His wonderstruck words were brought harshly to earth by Meryri's answer. "That must be why they want it. Why they're even willing to work together to get it. And we're about to hand it right to them unless you have an idea of how to stop that."
And he did have an idea. It was a terrible, horrible idea. But it was the only one. "Run," he said. "Run back and tell people when you can. The forest must know about this. Must be ready for the Final Battle." She balked, so he negligently touched the string. He knew very little about Music -- only the first few intervals -- but with this instrument in his hands, with the raw, undiluted power of primal Music that was bound up in it, even that was enough to cast her flying through the tunnel and out. To loft her through leagues of sky and drop her safely on a pillow of song, far from the reach of the cityfolk who were even now starting to cluster into the tunnel.
He waited a few moments for them to all be present, before he squeezed the string, forming a simple interval -- two notes, one on each half of the string, separated by a minor second. As he reached to pluck the string on both sides of the pinch-point with his other hand, he knew that, alongside the enemies that were piling into tactical positions, he, too, would be trapped.
Well, at least I won't ever have to find Crumkindivia, he thought, and plucked the string.

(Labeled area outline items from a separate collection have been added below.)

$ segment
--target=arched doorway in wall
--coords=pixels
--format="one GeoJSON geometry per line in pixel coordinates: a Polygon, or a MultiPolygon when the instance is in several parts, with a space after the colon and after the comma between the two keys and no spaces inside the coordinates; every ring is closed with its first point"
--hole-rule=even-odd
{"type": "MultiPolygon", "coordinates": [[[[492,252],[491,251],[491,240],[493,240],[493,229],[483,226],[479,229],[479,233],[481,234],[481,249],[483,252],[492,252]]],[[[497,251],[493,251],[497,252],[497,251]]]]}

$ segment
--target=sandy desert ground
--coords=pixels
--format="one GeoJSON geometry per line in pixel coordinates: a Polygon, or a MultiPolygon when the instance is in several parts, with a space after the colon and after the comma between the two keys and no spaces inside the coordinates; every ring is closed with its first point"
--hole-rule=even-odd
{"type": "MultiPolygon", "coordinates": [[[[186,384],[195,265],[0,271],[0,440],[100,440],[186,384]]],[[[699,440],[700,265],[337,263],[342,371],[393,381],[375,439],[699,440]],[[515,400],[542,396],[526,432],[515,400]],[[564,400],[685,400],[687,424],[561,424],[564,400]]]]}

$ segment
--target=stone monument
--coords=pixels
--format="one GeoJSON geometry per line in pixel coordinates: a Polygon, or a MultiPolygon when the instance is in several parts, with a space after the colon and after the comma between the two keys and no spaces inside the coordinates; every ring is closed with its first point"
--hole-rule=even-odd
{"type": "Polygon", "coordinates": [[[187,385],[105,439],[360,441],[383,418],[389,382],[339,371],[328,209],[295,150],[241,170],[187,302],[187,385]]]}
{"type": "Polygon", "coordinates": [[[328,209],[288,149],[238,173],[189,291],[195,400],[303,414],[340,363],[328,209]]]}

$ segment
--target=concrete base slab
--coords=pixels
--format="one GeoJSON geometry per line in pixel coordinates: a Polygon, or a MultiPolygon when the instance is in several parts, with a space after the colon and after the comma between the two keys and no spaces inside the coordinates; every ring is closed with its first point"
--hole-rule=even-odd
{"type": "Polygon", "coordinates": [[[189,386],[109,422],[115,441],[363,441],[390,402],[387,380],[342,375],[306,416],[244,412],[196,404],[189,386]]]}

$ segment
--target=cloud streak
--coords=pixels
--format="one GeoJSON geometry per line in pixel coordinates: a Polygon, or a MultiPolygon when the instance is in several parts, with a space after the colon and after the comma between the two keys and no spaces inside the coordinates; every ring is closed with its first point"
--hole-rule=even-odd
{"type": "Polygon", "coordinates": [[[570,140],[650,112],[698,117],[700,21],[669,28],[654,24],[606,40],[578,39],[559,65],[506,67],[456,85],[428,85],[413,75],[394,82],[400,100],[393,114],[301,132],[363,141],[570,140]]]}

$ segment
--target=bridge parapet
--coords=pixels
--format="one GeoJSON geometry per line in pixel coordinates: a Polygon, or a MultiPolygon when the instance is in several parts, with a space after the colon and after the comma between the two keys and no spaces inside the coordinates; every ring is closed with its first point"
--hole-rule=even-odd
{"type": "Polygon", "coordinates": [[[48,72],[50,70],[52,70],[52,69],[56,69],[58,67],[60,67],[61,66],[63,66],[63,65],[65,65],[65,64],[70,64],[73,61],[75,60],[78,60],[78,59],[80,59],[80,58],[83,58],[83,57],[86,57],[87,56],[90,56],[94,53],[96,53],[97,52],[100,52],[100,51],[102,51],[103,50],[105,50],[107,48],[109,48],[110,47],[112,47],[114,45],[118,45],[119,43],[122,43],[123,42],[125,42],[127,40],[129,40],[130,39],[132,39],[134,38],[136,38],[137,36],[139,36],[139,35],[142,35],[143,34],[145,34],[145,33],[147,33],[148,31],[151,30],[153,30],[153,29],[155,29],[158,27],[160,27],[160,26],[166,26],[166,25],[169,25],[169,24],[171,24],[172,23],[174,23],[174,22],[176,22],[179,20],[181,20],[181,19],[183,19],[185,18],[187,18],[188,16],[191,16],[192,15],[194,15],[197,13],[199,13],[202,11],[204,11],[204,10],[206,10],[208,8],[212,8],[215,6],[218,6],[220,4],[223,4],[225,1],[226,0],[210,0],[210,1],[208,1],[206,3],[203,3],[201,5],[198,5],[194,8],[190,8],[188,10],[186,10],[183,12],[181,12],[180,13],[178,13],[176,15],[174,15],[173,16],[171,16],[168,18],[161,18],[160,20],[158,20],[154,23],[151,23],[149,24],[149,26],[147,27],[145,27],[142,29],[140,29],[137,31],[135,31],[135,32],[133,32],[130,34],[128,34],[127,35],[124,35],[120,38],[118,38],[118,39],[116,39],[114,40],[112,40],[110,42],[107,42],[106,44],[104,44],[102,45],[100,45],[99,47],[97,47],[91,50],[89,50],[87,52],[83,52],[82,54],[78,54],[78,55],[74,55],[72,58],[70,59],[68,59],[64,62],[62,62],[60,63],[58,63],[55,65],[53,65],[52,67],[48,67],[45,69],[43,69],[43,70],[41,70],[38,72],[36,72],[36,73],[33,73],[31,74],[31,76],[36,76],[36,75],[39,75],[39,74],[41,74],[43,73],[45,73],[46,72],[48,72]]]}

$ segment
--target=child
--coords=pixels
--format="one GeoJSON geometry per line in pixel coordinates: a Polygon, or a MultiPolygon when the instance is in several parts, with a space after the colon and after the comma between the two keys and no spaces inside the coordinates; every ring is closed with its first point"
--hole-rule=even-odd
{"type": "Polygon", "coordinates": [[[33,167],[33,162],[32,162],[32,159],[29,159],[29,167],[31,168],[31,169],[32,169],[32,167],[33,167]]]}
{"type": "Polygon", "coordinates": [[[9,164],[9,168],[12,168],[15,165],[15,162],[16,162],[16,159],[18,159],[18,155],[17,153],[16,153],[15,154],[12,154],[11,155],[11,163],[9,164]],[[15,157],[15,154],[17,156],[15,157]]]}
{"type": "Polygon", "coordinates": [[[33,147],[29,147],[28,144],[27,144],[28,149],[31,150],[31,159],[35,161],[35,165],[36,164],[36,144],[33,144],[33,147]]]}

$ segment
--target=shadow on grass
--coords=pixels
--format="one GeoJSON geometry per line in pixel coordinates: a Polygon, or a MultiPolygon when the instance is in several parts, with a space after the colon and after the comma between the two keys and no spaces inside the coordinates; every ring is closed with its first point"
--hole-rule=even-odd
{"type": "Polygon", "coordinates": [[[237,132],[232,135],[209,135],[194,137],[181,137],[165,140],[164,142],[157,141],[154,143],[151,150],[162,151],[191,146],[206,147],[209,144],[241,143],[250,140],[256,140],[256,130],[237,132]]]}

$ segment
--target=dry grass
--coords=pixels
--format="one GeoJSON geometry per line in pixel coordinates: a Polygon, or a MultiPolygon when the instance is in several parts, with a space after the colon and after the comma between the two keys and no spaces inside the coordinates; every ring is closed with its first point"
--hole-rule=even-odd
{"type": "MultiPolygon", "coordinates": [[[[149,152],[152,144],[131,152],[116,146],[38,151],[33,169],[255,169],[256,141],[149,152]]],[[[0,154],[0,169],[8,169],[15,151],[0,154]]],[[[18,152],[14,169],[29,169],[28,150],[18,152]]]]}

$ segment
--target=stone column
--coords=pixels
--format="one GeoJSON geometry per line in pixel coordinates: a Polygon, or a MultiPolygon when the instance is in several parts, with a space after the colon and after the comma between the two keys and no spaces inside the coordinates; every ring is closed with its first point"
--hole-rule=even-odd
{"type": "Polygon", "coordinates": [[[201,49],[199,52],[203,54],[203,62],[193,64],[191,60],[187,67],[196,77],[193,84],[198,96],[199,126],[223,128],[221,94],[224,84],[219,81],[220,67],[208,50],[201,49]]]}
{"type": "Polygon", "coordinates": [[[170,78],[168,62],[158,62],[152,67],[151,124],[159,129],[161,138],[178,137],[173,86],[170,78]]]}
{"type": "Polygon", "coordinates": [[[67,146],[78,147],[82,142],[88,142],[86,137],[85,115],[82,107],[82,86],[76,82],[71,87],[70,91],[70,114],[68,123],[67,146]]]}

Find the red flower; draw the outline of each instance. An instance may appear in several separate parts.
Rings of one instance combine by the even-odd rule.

Cartographers would later have to change the maps of the Northern Mountains to account for the mysterious new appearance of a steep-sided mountain, almost tall enough to challenge Avechna's Peak, that had suddenly appeared. People surmised that the dozen or so demigods who had gone missing that day, never to be seen again, might have been responsible, but no one could be sure. It was as if they had been erased from the world.
There was only one young igasho who knew about one more person who had disappeared that day, otherwise unremarked save by a forgotten note in a soon-erased log. But that was enough. Decades later, Regent Meryri would hold back a tear in her eye as she told young novices about how they should avoid the area around Mount Volcex for now. "It's always very cold there," she would say, "though there is nowhere in the Basin where music sounds sweeter."